Avner Diniz – A hidden tradition ignites a passion for Judaism and Israel
Avner Diniz is sitting in his living room in the Israeli coastal city of Netanya, reflecting on the unusual path that took him from just a few faint hints of a Jewish past growing up in a Portuguese family in Mozambique, to a new life as a committed Jew studying Hebrew and Judaism in Israel.
His journey began when he was a child playing marbles with the local kids. ”I remember I won a match and the losing boy was furious. He called me a “Marrano” (a derogatory term for crypto-Jews in Portuguese), Diniz recalls. “I didn’t know what that was. But my great-grandmother saw everything from the window. She told me, ‘the next time someone calls you that word, punch him in the nose. It is a very grave insult for our people.’”
“Our people?” the six-year-old Diniz wondered, having no idea what his great-grandmother was talking about. But he later realized that his family kept certain traditions that were different from those of other families. They abstained from eating pork or shellfish, kept milk and meat separate, and lit candles at home on Friday nights. Most intriguing to Diniz was the fact that once a year in the fall, the family would fast for 24 hours on what they called “the Great Day” while whispering strange prayers “we didn’t understand.”

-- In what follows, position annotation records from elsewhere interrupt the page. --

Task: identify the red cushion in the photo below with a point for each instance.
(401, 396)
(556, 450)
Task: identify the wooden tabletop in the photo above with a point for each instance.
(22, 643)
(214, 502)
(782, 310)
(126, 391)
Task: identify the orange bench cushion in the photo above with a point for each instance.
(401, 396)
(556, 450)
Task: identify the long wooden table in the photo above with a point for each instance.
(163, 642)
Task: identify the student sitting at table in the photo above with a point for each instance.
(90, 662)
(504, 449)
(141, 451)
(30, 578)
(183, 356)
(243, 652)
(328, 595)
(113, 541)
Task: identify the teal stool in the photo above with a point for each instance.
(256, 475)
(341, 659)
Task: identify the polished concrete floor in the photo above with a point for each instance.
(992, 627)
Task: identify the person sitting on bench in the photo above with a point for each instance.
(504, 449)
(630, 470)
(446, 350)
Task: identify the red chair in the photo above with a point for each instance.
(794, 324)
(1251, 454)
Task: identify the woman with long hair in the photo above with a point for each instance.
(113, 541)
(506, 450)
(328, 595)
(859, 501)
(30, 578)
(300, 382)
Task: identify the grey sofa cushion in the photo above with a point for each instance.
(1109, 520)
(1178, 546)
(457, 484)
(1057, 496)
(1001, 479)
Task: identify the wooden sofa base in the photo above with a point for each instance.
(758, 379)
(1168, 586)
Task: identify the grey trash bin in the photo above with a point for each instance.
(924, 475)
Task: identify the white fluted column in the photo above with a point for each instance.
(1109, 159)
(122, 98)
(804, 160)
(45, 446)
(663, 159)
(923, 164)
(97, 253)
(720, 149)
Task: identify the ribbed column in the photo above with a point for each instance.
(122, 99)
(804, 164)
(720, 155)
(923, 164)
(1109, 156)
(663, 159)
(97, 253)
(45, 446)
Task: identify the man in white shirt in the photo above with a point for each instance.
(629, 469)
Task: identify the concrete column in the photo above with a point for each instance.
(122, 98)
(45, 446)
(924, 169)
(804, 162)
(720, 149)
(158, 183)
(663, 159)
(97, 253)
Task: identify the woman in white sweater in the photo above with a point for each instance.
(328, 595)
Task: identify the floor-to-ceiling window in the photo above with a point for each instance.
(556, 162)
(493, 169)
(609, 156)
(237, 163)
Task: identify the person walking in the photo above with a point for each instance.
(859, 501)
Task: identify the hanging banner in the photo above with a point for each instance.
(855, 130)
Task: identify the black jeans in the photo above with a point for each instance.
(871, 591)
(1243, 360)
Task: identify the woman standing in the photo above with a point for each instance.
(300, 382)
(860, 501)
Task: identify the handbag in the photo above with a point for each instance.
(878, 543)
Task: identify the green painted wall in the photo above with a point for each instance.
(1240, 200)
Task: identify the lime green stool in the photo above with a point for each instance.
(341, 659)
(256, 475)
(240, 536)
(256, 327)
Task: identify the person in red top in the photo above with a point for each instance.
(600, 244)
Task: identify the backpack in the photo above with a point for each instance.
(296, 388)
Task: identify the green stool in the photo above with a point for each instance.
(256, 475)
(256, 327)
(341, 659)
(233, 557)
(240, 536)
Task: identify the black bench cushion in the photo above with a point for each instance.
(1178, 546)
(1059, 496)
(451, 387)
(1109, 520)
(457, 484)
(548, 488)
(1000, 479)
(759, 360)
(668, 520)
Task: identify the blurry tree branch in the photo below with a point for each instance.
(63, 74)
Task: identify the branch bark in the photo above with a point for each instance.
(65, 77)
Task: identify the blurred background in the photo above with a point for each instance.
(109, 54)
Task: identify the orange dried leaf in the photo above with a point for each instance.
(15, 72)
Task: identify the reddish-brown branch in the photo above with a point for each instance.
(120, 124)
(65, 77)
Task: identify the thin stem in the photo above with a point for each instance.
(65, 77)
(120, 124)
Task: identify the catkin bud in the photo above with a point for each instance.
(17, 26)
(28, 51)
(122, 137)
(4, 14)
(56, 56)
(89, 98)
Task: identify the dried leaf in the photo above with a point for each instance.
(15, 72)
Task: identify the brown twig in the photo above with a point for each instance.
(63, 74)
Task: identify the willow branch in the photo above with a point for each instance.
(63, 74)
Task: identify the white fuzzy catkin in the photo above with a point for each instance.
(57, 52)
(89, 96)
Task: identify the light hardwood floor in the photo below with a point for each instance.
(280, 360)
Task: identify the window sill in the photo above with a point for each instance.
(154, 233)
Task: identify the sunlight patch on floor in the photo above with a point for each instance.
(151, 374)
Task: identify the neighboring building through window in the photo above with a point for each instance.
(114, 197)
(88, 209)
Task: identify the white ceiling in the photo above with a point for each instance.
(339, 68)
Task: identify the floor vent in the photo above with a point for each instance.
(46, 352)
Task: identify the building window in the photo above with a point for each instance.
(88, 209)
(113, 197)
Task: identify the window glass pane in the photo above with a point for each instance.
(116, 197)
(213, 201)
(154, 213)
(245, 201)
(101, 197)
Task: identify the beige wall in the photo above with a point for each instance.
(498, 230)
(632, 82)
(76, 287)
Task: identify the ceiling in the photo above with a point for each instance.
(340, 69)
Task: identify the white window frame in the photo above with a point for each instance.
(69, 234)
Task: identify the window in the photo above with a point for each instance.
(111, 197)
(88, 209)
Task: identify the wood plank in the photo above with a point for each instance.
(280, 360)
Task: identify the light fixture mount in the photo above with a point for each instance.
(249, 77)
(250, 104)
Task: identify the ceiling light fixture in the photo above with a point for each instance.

Diniz, a curious child, began to question these practices until, one day, his great-grandmother and mother came to him and told him “you are a Jew, that’s all! But they never explained to me what a Jew is, only that these were family traditions and they had to be kept; that’s what we had to do.”
Diniz continues: “There was a certain fear. Every time the subject was mentioned, people used to look around before talking, or they closed the windows before saying something.”
Over the years, further clues trickled out. The family didn’t cook or drive on Saturdays. Some members of his extended family were circumcised. His grandmother prepared several special dishes during the Passover season including “holy bread” (matzah) and a pudding, which Diniz says resembles the charoset that is placed on the Passover Seder plate.
One time, Diniz’s mother gave him a book in French and Hebrew. “I already knew French at that time,” Diniz says. “But then my great-grandmother entered my room, grabbed the book and told me I must dig a hole in the soil and hide the book. All these books were burned, she cried,” perhaps recalling long-buried memories of the Spanish Inquisition. “She began to tremble and embraced me. ‘Do you want to be burned alive too?’ she said,” Diniz recalls.
Five years ago, then living in Portugal, he met a member of the Bnei Anousim (people whose Jewish ancestors were compelled to convert to Catholicism more than five centuries ago) almost by chance. “I was sitting in a coffee shop and there was a man reading a book with Hebrew letters,” Diniz says. “I approached him and asked him ‘why did you pick that book?’” The two spoke and then the man, who turned out to be a Jew from Brazil, introduced Diniz to Rabbi Boaz Pash, who was serving as Shavei Israel’s emissary to Portugal at the time (Rabbi Pash is now Shavei’s representative in Poland).
Diniz began attending services at the synagogue in Lisbon and became increasingly involved in Jewish activities. He helped organize one of Shavei Israel’s seminars for Bnei Anousim in Portugal. He also became close to a teacher at the Israeli Embassy and started studying Hebrew with her. “She was surprised how fast I could learn,” he recalls with a smile. “I even had the right accent.”
Diniz ultimately decided to formally return to Judaism and, with Shavei Israel’s help, came to Israel to study at both the Machon Meir yeshiva in Jerusalem for two years, and at Shavei’s Machon Miriam Spanish- and Portuguese-language conversion and return institute. Because Diniz was such an advanced student, he was sent to the rabbinical court after only six months of study.
Today Diniz attends synagogue every morning and puts on tefillin (phylacteries). He credits Shavei Israel with changing his life. “Before Shavei, I kept kosher and observed Shabbat as best as I could, in the way I knew. Suddenly I was studying in a yeshiva. It was a dream,” he reminisces, “like jumping into paradise.”
Diniz worked as a gardener in Portugal where he had studied agriculture in university. Now 48, Diniz is retraining to work in computers and is looking for a job while continuing to study Hebrew in Netanya. He enjoys living by the sea, he says, and has no desire to go back to Portugal. “No way,” he insists. “I feel very comfortable here.”
His family was not so keen on his coming to Israel. But he promised his great-grandmother he would come to the Holy Land, “find a wife and raise a family.” His great-grandmother has since passed away, leaving Diniz to carry on the family tradition. “I feel like I’m the last dinosaur,” he quips.
To his fellow Bnei Anousim, he offers one key bit of advice: “They should teach their sons about Judaism. They should never stop.” It’s a mission that Avner Diniz looks forward to fulfilling.